In 1875 he entered the Kungliga Akademien för de Fria Konsterna (Royal Academy of Fine Arts) in Stockholm, initially studying sculpture before turning to watercolour. He quickly gained attention for technically accomplished portraits painted with economical strokes and subtle tonal control. During the 1880s he travelled widely in Europe, to London, Paris, Spain and Italy, developing a cosmopolitan clientele. By the 1890s he was among the most sought-after society portraitists in the world, painting European aristocrats and American industrialists. His American sitters included three US presidents – Grover Cleveland, William H. Taft, and Theodore Roosevelt.
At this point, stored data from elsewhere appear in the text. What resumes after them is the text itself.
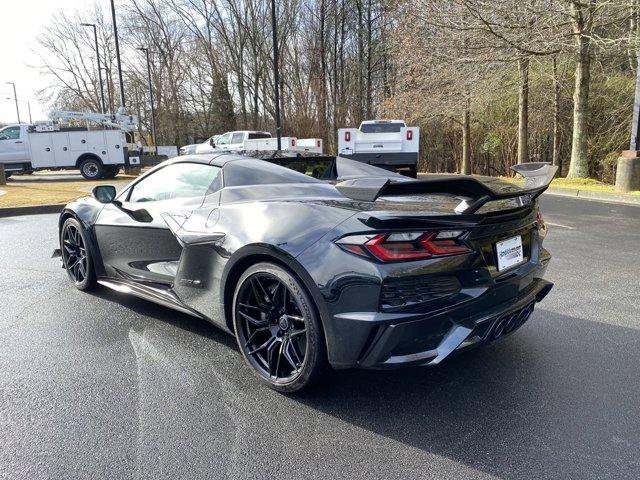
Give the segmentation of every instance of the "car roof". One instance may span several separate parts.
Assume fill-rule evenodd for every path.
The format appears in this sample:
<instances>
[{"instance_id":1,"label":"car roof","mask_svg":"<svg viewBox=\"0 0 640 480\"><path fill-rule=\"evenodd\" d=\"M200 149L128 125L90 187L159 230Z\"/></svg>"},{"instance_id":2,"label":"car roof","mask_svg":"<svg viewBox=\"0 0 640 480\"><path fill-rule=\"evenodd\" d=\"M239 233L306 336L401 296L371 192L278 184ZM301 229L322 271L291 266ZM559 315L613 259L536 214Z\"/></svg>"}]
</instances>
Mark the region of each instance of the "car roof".
<instances>
[{"instance_id":1,"label":"car roof","mask_svg":"<svg viewBox=\"0 0 640 480\"><path fill-rule=\"evenodd\" d=\"M244 159L247 159L247 157L243 155L238 155L237 153L223 152L223 153L181 155L179 157L173 158L171 160L171 163L182 163L182 162L206 163L209 165L213 165L214 167L222 167L226 163L233 162L236 160L244 160Z\"/></svg>"}]
</instances>

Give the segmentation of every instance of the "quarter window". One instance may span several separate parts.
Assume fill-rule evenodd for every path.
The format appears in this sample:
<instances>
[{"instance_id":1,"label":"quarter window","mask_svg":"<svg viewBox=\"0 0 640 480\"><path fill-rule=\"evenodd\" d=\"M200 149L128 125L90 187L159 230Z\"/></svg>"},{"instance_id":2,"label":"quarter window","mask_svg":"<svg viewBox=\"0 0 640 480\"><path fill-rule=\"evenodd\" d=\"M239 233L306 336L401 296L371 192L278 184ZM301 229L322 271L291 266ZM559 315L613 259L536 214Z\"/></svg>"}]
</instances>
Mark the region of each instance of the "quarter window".
<instances>
[{"instance_id":1,"label":"quarter window","mask_svg":"<svg viewBox=\"0 0 640 480\"><path fill-rule=\"evenodd\" d=\"M220 168L201 163L174 163L152 173L133 186L130 202L157 202L204 197L219 190Z\"/></svg>"},{"instance_id":2,"label":"quarter window","mask_svg":"<svg viewBox=\"0 0 640 480\"><path fill-rule=\"evenodd\" d=\"M242 143L242 140L244 140L244 133L234 133L230 143Z\"/></svg>"}]
</instances>

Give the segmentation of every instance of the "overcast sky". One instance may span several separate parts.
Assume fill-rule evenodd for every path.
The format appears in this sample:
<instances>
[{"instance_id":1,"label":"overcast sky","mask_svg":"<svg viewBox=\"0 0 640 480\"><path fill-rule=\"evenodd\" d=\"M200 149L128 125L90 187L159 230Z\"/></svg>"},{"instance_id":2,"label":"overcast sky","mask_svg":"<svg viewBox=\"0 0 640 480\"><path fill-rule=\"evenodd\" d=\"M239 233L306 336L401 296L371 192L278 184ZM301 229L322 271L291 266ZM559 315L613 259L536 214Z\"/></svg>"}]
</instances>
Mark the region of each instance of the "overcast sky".
<instances>
[{"instance_id":1,"label":"overcast sky","mask_svg":"<svg viewBox=\"0 0 640 480\"><path fill-rule=\"evenodd\" d=\"M109 0L103 2L108 12ZM16 122L13 89L6 82L15 82L18 90L20 119L29 121L27 101L31 103L33 120L46 120L46 105L36 96L47 86L48 77L30 65L38 65L38 35L61 9L73 11L88 0L2 0L0 12L0 122ZM9 99L7 99L9 97Z\"/></svg>"}]
</instances>

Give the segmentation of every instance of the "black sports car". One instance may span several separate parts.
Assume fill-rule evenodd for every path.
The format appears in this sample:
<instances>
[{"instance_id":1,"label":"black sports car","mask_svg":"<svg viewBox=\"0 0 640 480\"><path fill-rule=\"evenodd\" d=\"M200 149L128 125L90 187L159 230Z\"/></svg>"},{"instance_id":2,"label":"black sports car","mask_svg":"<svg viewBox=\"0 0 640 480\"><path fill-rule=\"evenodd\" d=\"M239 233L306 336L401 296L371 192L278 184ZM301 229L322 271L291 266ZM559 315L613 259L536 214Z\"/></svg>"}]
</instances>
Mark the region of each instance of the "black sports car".
<instances>
[{"instance_id":1,"label":"black sports car","mask_svg":"<svg viewBox=\"0 0 640 480\"><path fill-rule=\"evenodd\" d=\"M81 290L234 334L259 378L291 392L327 365L434 365L520 327L552 288L536 198L555 167L514 169L523 186L182 156L67 205L58 253Z\"/></svg>"}]
</instances>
In 1885 Zorn married Emma Lamm (1860–1942), who came from a cultured and affluent Stockholm Jewish family. Emma was highly educated, multilingual, and played a decisive role in managing his career, social contacts, finances and commissions; she also promoted Swedish folk culture and philanthropy. The marriage was intellectually close and enduring, though childless. Zorn’s work, however, often revealed a parallel private life: he cultivated friendships in Mora, employed local models, and produced a large number of sensuous paintings and etchings of women, almost always in outdoor settings, which caused occasional scandal but also defined his artistic identity.
Around 1896 the couple built Zorngården, a large timber house in Mora that blended traditional Dalecarlian architecture with modern comfort. There Zorn increasingly withdrew from cosmopolitan society, spending long periods etching, painting peasant life, and preserving local customs. He collected folk objects, supported handicrafts, and helped found what became the Zorn Museum. After Anders Zorn died, Emma devoted the rest of her life to preserving his legacy, donating their home, studio, collections and fortune to the Swedish state.
By far the best book on Zorn and his work in English is Anders Zorn: Sweden’s Master Painter, published in 2013 to accompany major exhibitions of his work at the San Francisco Arts Museum and the National Academy Museum in New York.